How AI’s predictive power can drive data centre sustainability

07 October 2025

David Pownall, Vice President, Services, Schneider Electric UK and Ireland

In a world driven by technology, data centres act as the backbone of our information infrastructure. With AI’s capabilities growing by the day, and its integration into every aspect of industry growing exponentially, it’s no surprise that in order to keep up with accelerated demand, data centres are projected to require $6.7 trillion capex worldwide by 2030.

In order to power everything from our cloud services to social media feeds, we not only need investment in data centre infrastructure, but also investment into technologies to manage and monitor their energy consumption.

Consuming significant amounts of energy and resources, data centres must integrate sustainability, from design to operation, to ensure operational resilience is up and environmental impact is kept down. Data Centre Infrastructure Management (DCIM) software, and Artificial Intelligence (AI) are two technologies that are set to create more efficient and sustainable data centres in 2025.

Anticipating the scale

A whopping 40 billion devices are projected to be connected to the IoT by 2030. In the face of this demand, resilient datacentres will become strategic imperatives, particularly as AI becomes part of day-to-day business operations.

In fact, three-quarters of data centres currently face increased pressure from AI-driven demands, with only three-in-ten decision makers believing that they are doing enough to enhance the energy efficiency of data centres.

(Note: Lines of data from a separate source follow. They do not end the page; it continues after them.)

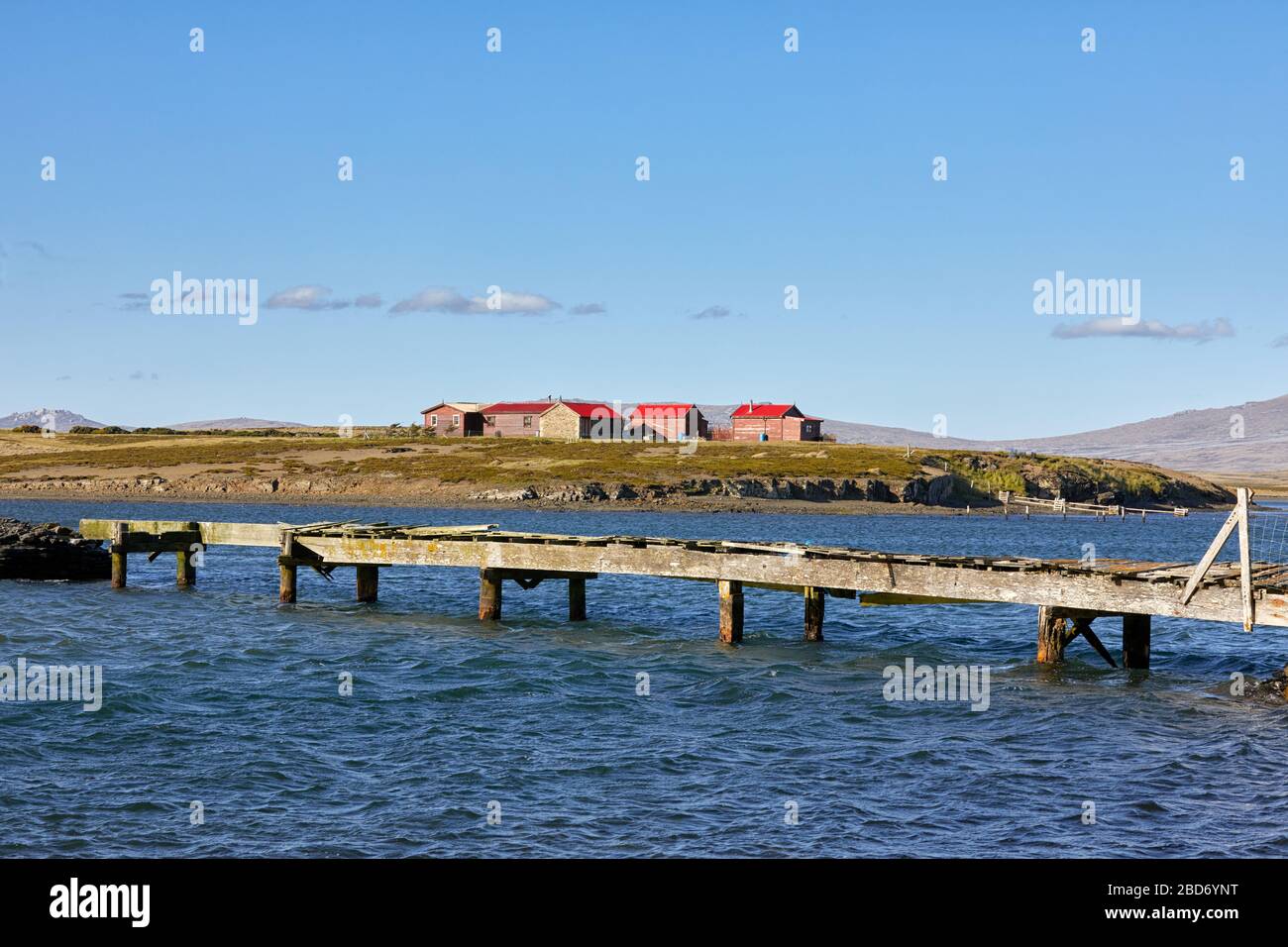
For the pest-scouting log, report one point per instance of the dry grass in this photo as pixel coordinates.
(515, 462)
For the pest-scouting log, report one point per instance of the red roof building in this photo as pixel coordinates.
(566, 419)
(763, 421)
(668, 421)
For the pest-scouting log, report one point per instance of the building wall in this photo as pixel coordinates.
(511, 425)
(469, 424)
(751, 428)
(790, 428)
(561, 421)
(669, 428)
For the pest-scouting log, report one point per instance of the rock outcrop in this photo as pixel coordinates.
(50, 552)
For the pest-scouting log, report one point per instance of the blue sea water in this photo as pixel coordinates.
(220, 694)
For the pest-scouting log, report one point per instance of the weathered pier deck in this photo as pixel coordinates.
(1069, 592)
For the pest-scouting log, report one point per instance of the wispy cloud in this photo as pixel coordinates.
(133, 300)
(1149, 329)
(310, 296)
(445, 300)
(35, 247)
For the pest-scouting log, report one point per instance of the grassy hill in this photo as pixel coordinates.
(397, 463)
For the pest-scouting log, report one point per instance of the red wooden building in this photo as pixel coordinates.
(454, 419)
(755, 421)
(669, 421)
(558, 419)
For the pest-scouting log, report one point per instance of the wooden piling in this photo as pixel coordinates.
(489, 594)
(369, 582)
(576, 598)
(1136, 641)
(814, 600)
(185, 574)
(117, 551)
(1054, 634)
(730, 611)
(286, 585)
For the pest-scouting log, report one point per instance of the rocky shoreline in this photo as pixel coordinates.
(932, 491)
(50, 552)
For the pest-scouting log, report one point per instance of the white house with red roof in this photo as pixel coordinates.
(763, 421)
(557, 418)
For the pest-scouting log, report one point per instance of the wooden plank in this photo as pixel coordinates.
(1210, 557)
(730, 612)
(1245, 562)
(890, 598)
(1086, 589)
(576, 598)
(814, 607)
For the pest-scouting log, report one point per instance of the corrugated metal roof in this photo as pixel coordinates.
(589, 408)
(661, 408)
(585, 408)
(518, 407)
(761, 410)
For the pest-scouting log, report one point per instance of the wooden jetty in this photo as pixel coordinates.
(1070, 594)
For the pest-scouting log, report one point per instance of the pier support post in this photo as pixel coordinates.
(576, 598)
(185, 574)
(117, 551)
(1136, 641)
(814, 600)
(489, 594)
(730, 611)
(1054, 634)
(369, 582)
(286, 586)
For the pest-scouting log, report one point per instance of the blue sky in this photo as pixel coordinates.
(518, 169)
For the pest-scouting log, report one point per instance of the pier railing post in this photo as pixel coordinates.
(369, 582)
(286, 570)
(185, 574)
(814, 600)
(1136, 641)
(730, 611)
(489, 594)
(1054, 634)
(117, 551)
(576, 598)
(286, 585)
(1245, 590)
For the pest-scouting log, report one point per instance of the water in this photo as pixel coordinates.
(220, 694)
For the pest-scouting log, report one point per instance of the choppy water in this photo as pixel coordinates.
(220, 694)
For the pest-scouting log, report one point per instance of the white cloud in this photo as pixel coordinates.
(1149, 329)
(445, 300)
(313, 298)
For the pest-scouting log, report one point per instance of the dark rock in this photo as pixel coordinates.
(50, 552)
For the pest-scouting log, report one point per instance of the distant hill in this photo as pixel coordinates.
(233, 424)
(1202, 440)
(62, 420)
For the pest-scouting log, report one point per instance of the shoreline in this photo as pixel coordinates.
(671, 505)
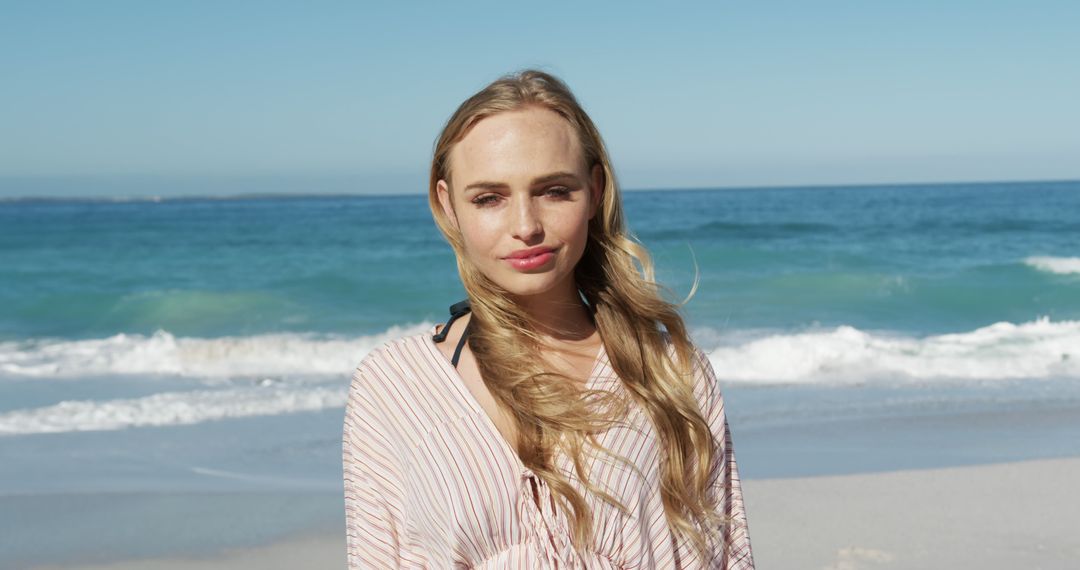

With hypergrowth on the horizon, data centre operators will need new and innovative ways to manage the surge in new devices, ensuring electrical assets are dependable to minimise unplanned downtime.

Keeping cool under pressure

It is imperative that AI data centre growth is decoupled from the environmental impact. For this to be accomplished, low carbon energy sources need to be utilised, new flexible and efficient AI-ready data centre designs must be developed, and sustainable business practices must be put into place. Traditional power and cooling optimisation technologies will need to evolve if they are to support the demands of higher density racks, which accommodate even greater amounts of computing power.

Technologies such as liquid cooling, software-based cooling optimisation, and advanced airflow management are becoming increasingly popular, making it possible to maintain optimal temperatures whilst consuming less energy. With proper airflow management, operators can ensure that cool air is distributed evenly throughout the data centre, preventing hot spots and improving overall cooling efficiency.

Predicting the future is now plausible

It’s true that artificial intelligence itself is creating increased demand for data centre infrastructure. However, it could also hold the key to unlocking energy efficiency gains when it is integrated into data centre infrastructure management (DCIM) software, thanks to predictive monitoring and maintenance capabilities.
When AI is integrated within an infrastructure management system, it collects and analyses data from thousands of sensors, monitoring variables such as temperature, humidity, server loads, airflow, and energy consumption. AI can also learn from external data sources, such as weather data. Instead of controlling cooling based on a fixed schedule, AI aggregates past data and predicted future insights to make adjustments in real time.

This is a gamechanger for data centre operators looking to optimise their resources and prevent existing parts from overheating if a sudden shift in weather, such as a heatwave, occurs. With tools that track energy usage, temperature, and performance metrics around the clock, operators can confidently allocate resources, as well as identify potential areas to optimise energy use.

AI & automation: forecast blue skies ahead

Along with anticipating shifts in temperature, AI algorithms can forecast hardware failures and schedule maintenance before issues snowball, reducing downtime and waste resulting from burnt out parts. By switching to a more proactive approach, operators can keep equipment performant for longer periods of time, prolonging its lifespan and dependability. Proactive asset management is already proving its worth, with some sites reporting reductions in critical asset failure by up to 60%, with maintenance visits only required every five years instead of every three.

AI technologies are also making a significant difference for data centre operators by automating tedious manual tasks, including backup management, load balancing and system updates. Delegating these tasks to AI not only reduces the margin for human error: it also enables operators to focus their energy on more strategic activities which require a more discerning human eye.

AI is also advancing data centre security through tools such as remote management. By deploying cloud-based AI tools, operators can gain visibility across several sites at once: an especially valuable tool for teams working across hybrid environments. These tools offer operators automated alerting should performance deviate from an agreed baseline. Automated alerting not only reduces the likelihood of human error; it also acts as the ‘eyes and ears’ for data centre operators at any time of day, anywhere. Operators are informed at speed when potential security or equipment issues do arise, so any system vulnerabilities can be addressed in good time, before they impact end-users and services.

A resilient future awaits

The pressure on data centres to deliver sustainable, resilient, and efficient operations will only intensify in the years ahead. To meet these demands, operators can consider AI-driven infrastructure management tools. Remote monitoring, intelligent cooling, and predictive maintenance will all be essential in ensuring consistent, reliable performance as demand continues to soar. Keeping systems online and fully functional is critical as industries become increasingly reliant on digital technologies. By harnessing AI’s full potential, data centre operators can strike the crucial balance between meeting growing demand and minimising environmental impact, paving the way for a successful digital future.